Jasmine, from Frecheville, became one of the 60 babies a year diagnosed with the condition when she was screened aged just five days.
Now, thanks to the expert advice of dieticians, doctors and specialist nurses at the Children’s Hospital who help her to manage her diet, Jasmine, now aged five, is fit, well and enjoying life to the full.
Mum Alison said: “We are very lucky to have such expertise on our doorstep.
“Thanks to the support of the specialist nurses and dieticians and docs, we’re able to manage Jasmine’s condition.
“We make sure it doesn’t take over our lives, we’re just a normal, happy family.”
Youngsters with the metabolic genetic disorder must follow a low protein diet to avoid problems with brain development, which in turn can lead to learning difficulties.
As part of her routine, Jasmine has three drinks a day, which are designed to ensure she has a form of protein that is safe and will ensure she grows and develops normally.
Otherwise, Jasmine has to avoid eating all but the tiniest amount of protein, usually just five grams a day. It means that obvious sources, such as meat, need to be avoided, along with things like bread and pasta which also contain protein, so in their usual form they are also ruled out.
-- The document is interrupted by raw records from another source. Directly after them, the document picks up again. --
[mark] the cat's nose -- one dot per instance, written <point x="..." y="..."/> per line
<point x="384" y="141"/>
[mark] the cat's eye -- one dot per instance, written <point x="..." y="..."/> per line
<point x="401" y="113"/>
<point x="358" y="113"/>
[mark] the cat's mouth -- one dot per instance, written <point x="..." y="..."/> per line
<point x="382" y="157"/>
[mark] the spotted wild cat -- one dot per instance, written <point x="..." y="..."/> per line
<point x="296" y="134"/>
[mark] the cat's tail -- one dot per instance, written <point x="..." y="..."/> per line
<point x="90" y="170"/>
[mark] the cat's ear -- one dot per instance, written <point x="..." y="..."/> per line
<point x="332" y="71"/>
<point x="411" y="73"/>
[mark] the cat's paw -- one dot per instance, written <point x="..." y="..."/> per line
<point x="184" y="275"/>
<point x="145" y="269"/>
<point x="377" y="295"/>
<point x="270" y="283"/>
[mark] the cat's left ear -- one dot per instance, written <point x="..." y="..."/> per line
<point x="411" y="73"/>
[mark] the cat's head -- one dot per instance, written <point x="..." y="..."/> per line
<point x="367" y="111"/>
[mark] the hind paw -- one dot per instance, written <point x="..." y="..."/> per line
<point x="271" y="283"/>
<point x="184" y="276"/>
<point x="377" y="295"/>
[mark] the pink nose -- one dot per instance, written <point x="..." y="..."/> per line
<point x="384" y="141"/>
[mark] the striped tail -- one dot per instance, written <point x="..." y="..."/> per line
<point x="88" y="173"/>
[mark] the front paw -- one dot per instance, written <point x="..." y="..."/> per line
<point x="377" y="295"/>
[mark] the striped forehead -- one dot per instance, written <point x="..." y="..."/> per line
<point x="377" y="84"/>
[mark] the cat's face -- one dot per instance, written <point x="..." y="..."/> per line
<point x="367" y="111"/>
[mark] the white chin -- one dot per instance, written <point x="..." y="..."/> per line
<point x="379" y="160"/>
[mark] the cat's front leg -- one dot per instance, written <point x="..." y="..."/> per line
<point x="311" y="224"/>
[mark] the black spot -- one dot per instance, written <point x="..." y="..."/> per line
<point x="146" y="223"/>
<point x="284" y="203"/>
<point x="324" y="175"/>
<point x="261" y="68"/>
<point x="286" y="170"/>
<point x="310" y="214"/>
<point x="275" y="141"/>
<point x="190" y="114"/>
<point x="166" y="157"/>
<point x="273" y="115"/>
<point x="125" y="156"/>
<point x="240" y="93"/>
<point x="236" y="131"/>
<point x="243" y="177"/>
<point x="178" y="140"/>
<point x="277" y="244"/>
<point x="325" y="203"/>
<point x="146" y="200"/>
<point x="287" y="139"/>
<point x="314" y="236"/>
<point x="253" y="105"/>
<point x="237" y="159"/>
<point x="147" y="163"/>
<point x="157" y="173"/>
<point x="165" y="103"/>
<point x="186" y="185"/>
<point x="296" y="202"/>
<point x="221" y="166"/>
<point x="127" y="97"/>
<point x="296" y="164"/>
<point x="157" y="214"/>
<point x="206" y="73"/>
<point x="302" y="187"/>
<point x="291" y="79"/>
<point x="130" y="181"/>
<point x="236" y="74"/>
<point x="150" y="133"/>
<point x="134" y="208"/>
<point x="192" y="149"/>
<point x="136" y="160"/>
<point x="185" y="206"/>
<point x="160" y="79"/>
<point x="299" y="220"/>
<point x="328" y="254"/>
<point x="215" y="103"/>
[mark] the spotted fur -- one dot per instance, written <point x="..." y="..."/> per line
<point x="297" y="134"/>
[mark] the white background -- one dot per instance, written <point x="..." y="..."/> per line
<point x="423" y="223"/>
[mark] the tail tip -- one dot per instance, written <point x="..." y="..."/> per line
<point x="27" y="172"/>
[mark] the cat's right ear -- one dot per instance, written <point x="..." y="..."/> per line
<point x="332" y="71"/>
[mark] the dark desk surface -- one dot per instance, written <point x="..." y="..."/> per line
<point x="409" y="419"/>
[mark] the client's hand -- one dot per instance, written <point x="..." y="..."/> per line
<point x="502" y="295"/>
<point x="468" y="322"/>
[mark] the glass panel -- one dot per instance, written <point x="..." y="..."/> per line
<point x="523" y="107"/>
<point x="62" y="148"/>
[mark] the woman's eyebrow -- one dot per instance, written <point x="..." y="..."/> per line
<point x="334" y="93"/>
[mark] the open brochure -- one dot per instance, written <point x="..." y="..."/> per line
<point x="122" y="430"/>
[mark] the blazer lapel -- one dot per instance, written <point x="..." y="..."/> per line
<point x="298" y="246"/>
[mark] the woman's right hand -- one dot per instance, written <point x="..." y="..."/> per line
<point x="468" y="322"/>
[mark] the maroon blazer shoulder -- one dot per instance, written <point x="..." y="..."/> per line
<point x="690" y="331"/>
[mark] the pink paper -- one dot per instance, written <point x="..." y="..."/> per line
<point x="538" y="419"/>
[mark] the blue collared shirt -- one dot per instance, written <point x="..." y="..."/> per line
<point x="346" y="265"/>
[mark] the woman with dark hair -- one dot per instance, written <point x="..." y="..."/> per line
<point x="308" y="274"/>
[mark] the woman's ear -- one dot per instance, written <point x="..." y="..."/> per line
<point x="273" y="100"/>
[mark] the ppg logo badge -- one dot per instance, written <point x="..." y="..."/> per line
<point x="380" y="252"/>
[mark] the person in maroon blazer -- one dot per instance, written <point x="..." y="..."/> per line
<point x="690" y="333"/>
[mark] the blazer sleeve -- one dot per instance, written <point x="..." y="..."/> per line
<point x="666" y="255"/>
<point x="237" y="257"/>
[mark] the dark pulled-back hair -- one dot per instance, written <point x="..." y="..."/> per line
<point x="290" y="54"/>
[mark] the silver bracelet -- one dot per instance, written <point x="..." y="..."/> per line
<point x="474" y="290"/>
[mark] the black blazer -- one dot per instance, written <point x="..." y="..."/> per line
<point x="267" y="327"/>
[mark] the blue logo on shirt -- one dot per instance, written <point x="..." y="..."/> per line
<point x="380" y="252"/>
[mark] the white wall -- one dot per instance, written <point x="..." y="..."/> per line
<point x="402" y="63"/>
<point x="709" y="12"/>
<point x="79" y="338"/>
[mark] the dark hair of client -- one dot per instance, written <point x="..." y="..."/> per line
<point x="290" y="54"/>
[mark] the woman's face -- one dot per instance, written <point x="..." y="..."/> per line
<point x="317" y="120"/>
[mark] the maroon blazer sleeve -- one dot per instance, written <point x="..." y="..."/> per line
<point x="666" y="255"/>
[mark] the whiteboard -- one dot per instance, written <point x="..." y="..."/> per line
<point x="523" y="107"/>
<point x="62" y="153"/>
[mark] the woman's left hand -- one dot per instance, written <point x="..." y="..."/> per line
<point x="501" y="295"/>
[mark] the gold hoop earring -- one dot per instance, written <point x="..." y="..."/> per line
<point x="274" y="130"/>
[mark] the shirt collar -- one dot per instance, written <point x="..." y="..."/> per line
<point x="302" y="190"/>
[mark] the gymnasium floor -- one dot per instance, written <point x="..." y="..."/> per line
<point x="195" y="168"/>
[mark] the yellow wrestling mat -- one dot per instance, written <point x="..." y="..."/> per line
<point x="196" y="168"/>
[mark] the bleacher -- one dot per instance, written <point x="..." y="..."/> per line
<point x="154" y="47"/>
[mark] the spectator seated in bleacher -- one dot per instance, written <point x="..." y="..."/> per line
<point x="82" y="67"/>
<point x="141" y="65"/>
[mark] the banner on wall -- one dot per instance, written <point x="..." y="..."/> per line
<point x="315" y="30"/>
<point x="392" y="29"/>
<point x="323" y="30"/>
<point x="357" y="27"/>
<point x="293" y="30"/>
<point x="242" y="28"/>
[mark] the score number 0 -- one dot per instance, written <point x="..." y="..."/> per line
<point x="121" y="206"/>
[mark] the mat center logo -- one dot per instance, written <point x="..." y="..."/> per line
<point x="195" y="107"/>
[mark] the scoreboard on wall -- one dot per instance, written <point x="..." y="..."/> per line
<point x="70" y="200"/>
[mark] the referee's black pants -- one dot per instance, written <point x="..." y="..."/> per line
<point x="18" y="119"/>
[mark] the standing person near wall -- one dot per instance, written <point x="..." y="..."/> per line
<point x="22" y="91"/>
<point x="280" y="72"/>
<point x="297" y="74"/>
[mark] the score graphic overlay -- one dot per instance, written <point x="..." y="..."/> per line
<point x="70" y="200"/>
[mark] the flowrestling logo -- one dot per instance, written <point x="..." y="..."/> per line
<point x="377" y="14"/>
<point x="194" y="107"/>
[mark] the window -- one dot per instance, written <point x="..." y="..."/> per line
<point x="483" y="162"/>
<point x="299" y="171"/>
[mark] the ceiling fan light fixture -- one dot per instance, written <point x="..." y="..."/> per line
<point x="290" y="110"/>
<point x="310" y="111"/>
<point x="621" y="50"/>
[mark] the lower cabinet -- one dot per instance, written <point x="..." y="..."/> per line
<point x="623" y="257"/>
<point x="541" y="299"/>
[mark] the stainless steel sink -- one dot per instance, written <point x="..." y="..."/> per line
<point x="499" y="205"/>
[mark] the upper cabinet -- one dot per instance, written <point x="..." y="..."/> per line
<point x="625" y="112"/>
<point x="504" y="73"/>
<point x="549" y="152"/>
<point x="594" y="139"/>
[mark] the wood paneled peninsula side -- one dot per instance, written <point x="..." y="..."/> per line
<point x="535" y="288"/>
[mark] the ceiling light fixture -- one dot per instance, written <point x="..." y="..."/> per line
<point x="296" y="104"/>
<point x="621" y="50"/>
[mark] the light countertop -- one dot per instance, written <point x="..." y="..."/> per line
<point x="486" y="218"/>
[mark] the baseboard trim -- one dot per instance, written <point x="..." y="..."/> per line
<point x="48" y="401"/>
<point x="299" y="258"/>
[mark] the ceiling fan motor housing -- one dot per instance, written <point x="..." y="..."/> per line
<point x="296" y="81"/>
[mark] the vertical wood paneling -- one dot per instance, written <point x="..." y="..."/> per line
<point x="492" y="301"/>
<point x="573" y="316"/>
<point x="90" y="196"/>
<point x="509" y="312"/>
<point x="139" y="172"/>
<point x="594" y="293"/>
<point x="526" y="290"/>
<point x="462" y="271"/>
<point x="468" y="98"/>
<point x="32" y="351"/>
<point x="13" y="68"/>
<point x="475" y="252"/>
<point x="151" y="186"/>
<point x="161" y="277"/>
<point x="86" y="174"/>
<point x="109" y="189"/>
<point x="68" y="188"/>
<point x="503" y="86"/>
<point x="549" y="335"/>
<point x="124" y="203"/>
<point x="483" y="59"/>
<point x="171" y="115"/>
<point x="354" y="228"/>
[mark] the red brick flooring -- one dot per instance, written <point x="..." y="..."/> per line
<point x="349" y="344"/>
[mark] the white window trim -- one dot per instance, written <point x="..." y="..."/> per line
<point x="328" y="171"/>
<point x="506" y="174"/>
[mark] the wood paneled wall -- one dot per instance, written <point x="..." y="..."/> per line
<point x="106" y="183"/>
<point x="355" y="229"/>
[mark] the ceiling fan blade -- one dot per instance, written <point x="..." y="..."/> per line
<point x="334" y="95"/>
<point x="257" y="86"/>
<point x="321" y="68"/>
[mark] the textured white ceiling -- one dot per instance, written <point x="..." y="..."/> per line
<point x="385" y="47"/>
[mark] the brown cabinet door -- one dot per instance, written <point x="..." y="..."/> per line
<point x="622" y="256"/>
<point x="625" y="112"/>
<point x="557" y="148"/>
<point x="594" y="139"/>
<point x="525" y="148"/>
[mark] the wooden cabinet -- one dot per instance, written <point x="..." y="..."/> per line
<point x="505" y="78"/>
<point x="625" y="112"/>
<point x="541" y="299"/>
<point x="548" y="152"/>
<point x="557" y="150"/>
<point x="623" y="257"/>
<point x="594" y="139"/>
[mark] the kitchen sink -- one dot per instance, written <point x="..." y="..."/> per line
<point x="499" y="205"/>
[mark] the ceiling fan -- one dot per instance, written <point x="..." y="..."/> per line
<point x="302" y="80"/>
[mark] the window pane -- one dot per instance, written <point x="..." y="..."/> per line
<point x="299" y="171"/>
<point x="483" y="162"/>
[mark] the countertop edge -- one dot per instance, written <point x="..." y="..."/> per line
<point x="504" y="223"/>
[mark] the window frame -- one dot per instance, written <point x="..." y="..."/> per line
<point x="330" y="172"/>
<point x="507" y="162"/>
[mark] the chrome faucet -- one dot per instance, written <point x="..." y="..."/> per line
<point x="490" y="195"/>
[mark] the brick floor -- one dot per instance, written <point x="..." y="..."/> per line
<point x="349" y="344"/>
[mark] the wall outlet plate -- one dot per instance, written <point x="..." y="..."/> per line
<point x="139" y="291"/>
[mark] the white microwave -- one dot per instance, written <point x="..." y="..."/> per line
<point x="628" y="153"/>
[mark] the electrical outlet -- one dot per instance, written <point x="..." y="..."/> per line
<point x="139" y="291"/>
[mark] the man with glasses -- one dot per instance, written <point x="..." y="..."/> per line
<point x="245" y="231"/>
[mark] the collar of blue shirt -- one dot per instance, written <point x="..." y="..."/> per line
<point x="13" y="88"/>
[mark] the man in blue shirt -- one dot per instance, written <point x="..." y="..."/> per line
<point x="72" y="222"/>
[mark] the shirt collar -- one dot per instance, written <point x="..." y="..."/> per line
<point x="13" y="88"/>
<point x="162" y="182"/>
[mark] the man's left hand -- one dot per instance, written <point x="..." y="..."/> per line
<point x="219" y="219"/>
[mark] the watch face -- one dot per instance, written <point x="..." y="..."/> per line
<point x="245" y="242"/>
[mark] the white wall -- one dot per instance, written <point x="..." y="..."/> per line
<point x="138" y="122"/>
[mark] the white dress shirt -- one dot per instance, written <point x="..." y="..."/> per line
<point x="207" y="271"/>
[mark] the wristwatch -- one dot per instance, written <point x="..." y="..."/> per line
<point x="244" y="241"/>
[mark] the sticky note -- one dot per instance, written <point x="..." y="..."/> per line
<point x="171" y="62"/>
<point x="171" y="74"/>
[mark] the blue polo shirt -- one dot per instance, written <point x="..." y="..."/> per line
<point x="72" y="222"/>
But to overcome these issues Jasmine has food on prescription - receiving items like bread, pasta, sausages and burgers which are all protein-free.
“The food tastes really nice – and if Jasmine leaves some of it then her dad Lee, soon tucks in!” Alison, aged 40, said.
“Fortunately. Jasmine also loves vegetables, so she has a very healthy diet.”
The family has worked closely with the dieticians, doctors and specialist nurses at the Children’s Hospital to steer their daughter to good health.
And over the years the Greens have developed a close bond with the team, who stepped in as soon as Jasmine was diagnosed and have remained a constant source of advice and support. Alison said: “We had never heard of PKU, so it did come as a shock.
“But we were given the information we needed so we understood about the condition. The hospital has been with us every step of the way. We’ve received advice on how to deal with each stage – such as when Jasmine was a baby, then weaning and moving onto solid food.
“The approach has been helpful as we’ve been able to take things at each stage. I also know if there’s anything I need, I can ring up and get the advice we need.”
Alison, who is also mum to Daisy - aged 12-months and who is free of PKU - said this practical approach had given the family confidence to do all the usual things in life – like go to parties and enjoy holidays abroad.
“We take the view that it’s just food and we’ll just manage,” she said. “It also helps that Jasmine is very bright and clued up, so she knows what she can eat when she goes to birthday parties and what she needs to avoid.
“The service at the hospital is fantastic – we cannot praise it highly enough.”
Sharan Lowry, dietetic manager at The Children’s Hospital, said it was wonderful to watch children like Jasmine grow up into healthy and happy youngsters. “It is very rewarding to see children we have known from birth, such as Jasmine, thriving and developing over the years.”